Pero no siempre han sido distintas: hace unos 12,7 millones de años vivían tranquilamente en la cuenca del Amazonas-Orinoco, sin embargo ambos ríos se separaron y muchas de las especies que allí habitaban, empezaron a diverger genéticamente. Tal y como sucede con estas dos especies que siempre se ha creído que era una sola. La nueva especie descrita es la Chelus orinocensis, que vive en las cuencas del Orinoco y Río Negro, mientras que la especie conocida como Chelus fimbriata, es decir, la que creíamos que era única, está restringida exclusivamente a la cuenca del Amazonas.

Senckenberg

¿En qué se parecen Y diferencian ambas especies? Son pequeños reptiles con cabezas en forma de cuña, bocas anchas, ojos pequeños, caparazones nudosos y a menudo cubiertas de algas y tubérculos, además de colgajos de piel en toda la cabeza y el cuello. Su apariencia le hace esconderse en el fondo del agua camuflados hasta que sus presas se acercan lo suficiente como para aspirarlas y tragárselas de una sentada. Pero tienen diferencias en las variaciones de color en la piel y el caparazón, así como otras características morfológicas que diferencian a las matamata del Orinoco de las del Amazonas. Esas observaciones de sus diferencias son, además, las que dieron lugar a que los investigadores empezaran este estudio.

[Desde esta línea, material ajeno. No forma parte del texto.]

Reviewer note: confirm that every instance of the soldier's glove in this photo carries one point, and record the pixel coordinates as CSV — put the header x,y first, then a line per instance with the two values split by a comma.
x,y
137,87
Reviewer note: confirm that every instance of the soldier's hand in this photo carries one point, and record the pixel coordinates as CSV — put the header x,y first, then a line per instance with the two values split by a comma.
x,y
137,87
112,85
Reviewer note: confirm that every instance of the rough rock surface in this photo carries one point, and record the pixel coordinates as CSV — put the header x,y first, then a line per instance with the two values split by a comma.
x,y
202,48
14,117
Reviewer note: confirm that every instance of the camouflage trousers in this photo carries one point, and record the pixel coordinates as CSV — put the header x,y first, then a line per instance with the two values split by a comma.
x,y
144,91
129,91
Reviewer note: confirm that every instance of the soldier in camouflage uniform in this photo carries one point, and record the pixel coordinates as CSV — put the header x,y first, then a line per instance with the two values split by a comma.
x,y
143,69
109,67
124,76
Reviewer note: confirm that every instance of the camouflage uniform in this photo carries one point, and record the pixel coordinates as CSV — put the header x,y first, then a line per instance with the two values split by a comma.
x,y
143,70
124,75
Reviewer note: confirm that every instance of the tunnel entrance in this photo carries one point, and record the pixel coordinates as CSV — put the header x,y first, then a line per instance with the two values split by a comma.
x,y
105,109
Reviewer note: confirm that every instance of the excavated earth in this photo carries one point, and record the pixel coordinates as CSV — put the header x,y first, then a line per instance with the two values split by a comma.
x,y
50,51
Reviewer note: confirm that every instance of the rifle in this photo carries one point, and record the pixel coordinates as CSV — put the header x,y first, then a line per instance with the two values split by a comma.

La nueva descripción también requiere una reevaluación del estado de conservación de estas especies, que con frecuencia se venden en el comercio ilegal de animales: “Hasta la fecha, esta especie no se consideraba en peligro de extinción, debido a su distribución generalizada. Sin embargo, nuestros resultados muestran que, debido a la división en dos especies, el tamaño de la población de cada especie es más pequeño de lo que se suponía anteriormente. Además, cada año, miles de estos animales de aspecto extraño terminan en el comercio ilegal de animales y son confiscados por las autoridades. Debemos proteger a estos fascinantes animales antes de que sea demasiado tarde ", agrega el autor principal del estudio, el profesor Mario Vargas-Ramírez, un exinvestigador de Senckenberg que ahora trabaja en la Universidad Nacional de Colombia en Bogotá.